Goodyear and Sandia have been working together since 1993, when the Akron company enlisted the lab to help design and test new car tires. At the time, the company was running through at least four physical prototypes for each model of tire, which then would have to be tested over thousands of miles—a process that took three years on average. In exchange for fees that can run several million dollars a year, Sandia gave Goodyear access to supercomputers and software code it had developed to simulate explosions, design weapons systems components, or model the stresses on a bridge. Over the next decade more than a dozen Sandia scientists worked on software to assist Goodyear engineers.

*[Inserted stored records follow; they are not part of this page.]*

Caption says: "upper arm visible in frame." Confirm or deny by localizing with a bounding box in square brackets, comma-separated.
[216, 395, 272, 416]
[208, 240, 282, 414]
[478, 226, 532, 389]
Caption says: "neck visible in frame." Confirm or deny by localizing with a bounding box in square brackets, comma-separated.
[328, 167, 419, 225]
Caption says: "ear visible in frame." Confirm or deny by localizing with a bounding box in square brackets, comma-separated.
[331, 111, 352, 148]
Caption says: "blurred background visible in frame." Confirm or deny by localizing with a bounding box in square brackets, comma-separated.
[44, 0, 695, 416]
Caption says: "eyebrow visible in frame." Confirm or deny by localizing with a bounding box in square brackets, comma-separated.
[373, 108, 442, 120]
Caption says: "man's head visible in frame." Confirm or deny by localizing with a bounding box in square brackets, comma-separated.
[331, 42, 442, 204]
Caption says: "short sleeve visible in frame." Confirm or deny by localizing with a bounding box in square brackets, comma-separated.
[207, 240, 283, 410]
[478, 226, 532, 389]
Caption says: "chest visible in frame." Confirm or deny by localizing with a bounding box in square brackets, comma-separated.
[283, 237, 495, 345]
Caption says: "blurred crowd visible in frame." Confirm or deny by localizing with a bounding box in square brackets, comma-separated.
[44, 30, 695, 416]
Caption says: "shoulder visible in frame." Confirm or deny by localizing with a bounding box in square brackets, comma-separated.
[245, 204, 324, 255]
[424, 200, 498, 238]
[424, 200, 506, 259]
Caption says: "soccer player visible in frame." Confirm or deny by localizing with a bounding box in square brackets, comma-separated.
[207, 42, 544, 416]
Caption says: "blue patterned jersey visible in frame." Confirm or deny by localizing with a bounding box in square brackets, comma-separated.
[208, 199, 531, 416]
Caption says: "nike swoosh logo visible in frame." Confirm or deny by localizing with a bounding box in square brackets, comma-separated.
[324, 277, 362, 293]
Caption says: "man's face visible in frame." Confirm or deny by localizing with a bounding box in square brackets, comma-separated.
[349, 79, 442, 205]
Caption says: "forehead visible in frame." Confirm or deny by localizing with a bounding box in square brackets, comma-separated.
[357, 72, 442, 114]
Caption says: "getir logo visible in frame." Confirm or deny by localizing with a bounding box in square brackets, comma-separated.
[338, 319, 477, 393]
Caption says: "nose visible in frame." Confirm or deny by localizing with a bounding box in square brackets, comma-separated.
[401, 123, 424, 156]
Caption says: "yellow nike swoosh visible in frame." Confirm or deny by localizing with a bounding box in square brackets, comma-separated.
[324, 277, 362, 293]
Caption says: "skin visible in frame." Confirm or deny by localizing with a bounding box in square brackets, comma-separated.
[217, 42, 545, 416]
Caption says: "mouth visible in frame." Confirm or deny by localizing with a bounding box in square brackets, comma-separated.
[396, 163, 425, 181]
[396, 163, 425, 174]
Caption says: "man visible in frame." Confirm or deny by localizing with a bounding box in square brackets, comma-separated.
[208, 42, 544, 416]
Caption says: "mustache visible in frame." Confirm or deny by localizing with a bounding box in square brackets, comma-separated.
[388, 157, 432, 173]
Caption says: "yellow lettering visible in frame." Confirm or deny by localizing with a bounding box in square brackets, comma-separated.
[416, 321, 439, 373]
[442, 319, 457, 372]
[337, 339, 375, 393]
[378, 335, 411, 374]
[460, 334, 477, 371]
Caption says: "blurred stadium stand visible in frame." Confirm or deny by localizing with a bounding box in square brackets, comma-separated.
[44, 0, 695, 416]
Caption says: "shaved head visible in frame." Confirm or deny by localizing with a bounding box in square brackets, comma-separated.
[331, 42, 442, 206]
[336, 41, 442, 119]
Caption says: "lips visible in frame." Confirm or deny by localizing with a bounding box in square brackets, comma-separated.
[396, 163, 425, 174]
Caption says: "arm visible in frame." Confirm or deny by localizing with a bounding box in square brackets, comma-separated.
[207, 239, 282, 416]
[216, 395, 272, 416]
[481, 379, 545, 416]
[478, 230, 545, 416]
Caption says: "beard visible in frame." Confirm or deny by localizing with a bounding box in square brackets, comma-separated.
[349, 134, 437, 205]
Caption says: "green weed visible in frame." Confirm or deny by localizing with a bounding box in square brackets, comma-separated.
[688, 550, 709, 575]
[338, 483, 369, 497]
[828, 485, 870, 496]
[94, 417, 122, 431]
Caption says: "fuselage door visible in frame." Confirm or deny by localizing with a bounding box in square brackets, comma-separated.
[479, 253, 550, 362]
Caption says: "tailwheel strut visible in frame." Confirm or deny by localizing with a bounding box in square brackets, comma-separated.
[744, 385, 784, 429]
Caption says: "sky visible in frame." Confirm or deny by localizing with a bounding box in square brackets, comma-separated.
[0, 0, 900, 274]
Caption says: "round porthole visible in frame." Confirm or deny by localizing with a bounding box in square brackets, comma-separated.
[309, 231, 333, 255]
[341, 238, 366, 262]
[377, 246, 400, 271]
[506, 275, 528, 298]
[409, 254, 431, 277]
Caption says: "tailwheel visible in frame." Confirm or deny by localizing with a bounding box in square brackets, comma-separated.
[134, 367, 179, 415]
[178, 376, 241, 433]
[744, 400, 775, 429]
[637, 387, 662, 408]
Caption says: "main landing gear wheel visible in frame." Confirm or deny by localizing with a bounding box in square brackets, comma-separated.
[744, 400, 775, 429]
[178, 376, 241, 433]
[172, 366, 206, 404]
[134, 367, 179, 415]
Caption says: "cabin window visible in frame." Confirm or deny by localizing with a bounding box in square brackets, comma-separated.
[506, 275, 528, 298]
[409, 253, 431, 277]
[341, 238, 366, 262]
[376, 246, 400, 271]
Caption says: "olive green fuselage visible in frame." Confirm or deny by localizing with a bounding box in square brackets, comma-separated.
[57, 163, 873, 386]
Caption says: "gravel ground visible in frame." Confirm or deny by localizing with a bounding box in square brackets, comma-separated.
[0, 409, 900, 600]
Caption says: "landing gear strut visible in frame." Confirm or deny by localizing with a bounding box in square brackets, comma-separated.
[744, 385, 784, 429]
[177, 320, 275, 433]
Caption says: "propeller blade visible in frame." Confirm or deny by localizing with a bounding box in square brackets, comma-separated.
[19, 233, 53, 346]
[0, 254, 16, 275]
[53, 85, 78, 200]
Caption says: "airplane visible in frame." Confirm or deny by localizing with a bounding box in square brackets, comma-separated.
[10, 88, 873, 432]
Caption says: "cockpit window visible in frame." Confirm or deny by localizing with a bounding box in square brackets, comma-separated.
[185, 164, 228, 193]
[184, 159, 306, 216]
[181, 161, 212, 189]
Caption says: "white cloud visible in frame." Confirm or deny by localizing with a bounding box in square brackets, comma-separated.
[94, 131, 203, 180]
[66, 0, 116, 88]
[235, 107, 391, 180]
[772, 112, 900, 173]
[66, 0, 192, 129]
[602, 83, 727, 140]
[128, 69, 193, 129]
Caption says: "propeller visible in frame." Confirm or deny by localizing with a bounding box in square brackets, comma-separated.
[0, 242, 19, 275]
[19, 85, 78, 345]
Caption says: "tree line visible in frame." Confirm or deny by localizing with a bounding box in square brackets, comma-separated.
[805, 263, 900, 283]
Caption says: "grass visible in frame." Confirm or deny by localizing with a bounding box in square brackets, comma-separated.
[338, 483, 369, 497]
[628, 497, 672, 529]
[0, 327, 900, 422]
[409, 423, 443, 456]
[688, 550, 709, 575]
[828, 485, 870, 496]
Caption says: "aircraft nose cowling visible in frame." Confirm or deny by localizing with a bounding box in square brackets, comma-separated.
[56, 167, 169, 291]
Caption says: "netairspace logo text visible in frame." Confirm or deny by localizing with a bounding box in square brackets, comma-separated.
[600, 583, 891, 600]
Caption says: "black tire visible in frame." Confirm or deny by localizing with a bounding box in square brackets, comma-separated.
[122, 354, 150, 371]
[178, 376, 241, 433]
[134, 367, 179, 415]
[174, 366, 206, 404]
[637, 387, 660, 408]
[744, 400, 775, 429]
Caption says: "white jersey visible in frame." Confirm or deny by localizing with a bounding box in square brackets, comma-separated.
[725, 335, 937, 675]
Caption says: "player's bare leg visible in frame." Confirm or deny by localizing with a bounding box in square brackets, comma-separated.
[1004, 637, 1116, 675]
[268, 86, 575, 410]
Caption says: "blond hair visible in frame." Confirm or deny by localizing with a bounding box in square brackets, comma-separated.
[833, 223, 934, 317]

The code helped them to accurately predict how each design tweak would affect traction, pressure, and rubber wear under a range of road conditions and speeds. "It all adds up to a fairly nasty problem you have to solve," says Benjamin Spencer, a Sandia software developer who works with Goodyear. But there's a side benefit, Spencer says: The collaboration is "making our code more robust."
The Goodyear project culminated in the Assurance TripleTred, which launched in 2005. It's a tire with three different treads for driving on icy, wet, and dry pavement. The program also enabled Goodyear designers to make use of such materials as volcanic pumice and glass microfibers, which aid the tire in gripping slick surfaces. The Assurance became one of Goodyear's best-selling tires, and the company has adopted virtual design for each of the several hundred new tires it develops every year for vehicles ranging from sports cars to garbage trucks to earth movers. The development cycle, which now often requires just a single prototype, has shrunk to as little as eight months, says Surendra Chawla, Goodyear's head of commercial tire research. The portion of the company's annual R&D budget consumed by testing and building molds for tire manufacturing has dropped from 40% to 15% since 2001, he says.
Despite the obvious benefits that have flowed to Goodyear and P&G, however, only a handful of corporations have forged this sort of long-term collaboration. Companies complain that it takes too long—up to a year—to negotiate a joint R&D project or license technology from a federal lab. Officials at the labs have their own complaints: They say U.S. companies mainly want off-the-shelf technology they can use immediately, as opposed to investing in research that won't pay off for three to five years.
Bureaucracy also is slowing the spin-off of startups. Unlike at universities, scientists at federal labs are barred from serving as paid consultants. And as long as they're on the government payroll, they can't hold equity stakes in companies that license their research. Moreover, few hard-core scientists want to trade secure posts at premier labs for risky jobs in industry. This is a stark contrast to Silicon Valley, where "people are spring-loaded to leave and begin their next startup," says Gary Ebersole, a serial entrepreneur from the San Francisco Bay area who moved to Santa Fe and licensed software from Los Alamos to start a social networking company.
The National Labs want to lower the hurdles to entrepreneurship. They're offering staff two-year "entrepreneurial leaves" to give them a taste of life outside. They also understand that Congress wants to see scientists and their spin-offs succeed. So Los Alamos set up a fund that doles out $350,000 a year in seed capital to startups. Both Sandia and Los Alamos are experimenting with ways to let departing scientists maintain access to their facilities while working at startups. They even offer courses to familiarize their staff with entrepreneurship. "We don't yet have a model that is tuned to the nation's needs," says Sandia Chief Technology Officer Richard H. Stulen. "But we're getting better."